I was looking at a slight variation of the Möbius inversion and tried to prove the following direction:
If $$ g(n) = \sum_{\substack{d \in \mathcal{D}\\n | d}}{\mu\left(\frac{d}{n}\right) f(d)}$$ for all $n \in \mathcal{D}$, then $$f(n) = \sum_{\substack{d\in\mathcal{D}\\ n|d}}{g(d)}$$ for all $n \in \mathcal{D}$, with $\mathcal{D}$ being a finite divisor-closed set and $\mu$ the Möbius function.

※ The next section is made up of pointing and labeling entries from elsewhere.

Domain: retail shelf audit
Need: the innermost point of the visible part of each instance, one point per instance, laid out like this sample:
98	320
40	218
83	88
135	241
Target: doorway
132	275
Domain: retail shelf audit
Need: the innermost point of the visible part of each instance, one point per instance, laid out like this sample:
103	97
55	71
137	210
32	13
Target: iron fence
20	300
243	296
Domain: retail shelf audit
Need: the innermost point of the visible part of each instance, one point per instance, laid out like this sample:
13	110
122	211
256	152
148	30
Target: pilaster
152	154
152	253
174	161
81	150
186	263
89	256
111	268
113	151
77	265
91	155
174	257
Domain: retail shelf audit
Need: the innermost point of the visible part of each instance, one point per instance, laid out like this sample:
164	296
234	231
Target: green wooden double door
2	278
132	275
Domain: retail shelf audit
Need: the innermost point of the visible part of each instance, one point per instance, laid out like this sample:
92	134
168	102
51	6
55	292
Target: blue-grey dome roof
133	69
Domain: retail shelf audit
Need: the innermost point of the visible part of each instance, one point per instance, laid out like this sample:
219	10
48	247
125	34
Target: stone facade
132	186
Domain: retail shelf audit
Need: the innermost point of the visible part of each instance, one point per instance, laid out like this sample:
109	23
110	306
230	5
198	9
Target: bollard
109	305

I started with $$ \sum_{\substack{d\in\mathcal{D}\\n|d}}{g(d)} = \sum_{\substack{d\in\mathcal{D}\\n|d}}{\sum_{\substack{k\in\mathcal{D}\\d|k}}{\mu\left(\frac{k}{d}\right)f(k)}} = \sum_{\substack{d\in\mathcal{D}\\n|d}}{\sum_{dm\in\mathcal{D}}{\mu(m)f(dm)}}$$ Now I tried using $n \cdot l = d$ but seemed to get nowhere. How do I get on and get to the result which I guess looks something like $$ \sum_{nr \in \mathcal{D}}{\sum_{m|r}{f(nr)\mu(m)}}$$
If $S$ is a set of prime powers (of different primes) and $e^S$ the set of integers it generates then
$$\prod_{p^k \in S}(1-p^{-sk}) = \sum_{n \in e^D} \mu(n)n^{-s}, \qquad \qquad \prod_{p^k \in S}\frac{1}{1-p^{-sk}}= \sum_{n \in e^D} n^{-s}$$ $$ \sum_{n=1}^\infty n^{-s}\sum_{d | n,d \in e^S} \mu(d) f(n/d) = \sum_{n=1}^\infty f(n) n^{-s}\prod_{p^k \in S}(1-p^{-sk}) $$ $$\implies \sum_{n=1}^\infty n^{-s}\sum_{k | n,k \in e^S}\sum_{d | k,d \in e^S} \mu(d) f(k/d) = \prod_{p^k \in S}(1-p^{-sk})(\sum_{n=1}^\infty f(n) n^{-s}) \prod_{p^k \in S} \frac{1}{1-p^{-sk}} = \sum_{n=1}^\infty f(n) n^{-s}$$
$$\implies \sum_{k | n,k \in e^S}\sum_{d \in e^S} \mu(d) f(k/d) = f(n)$$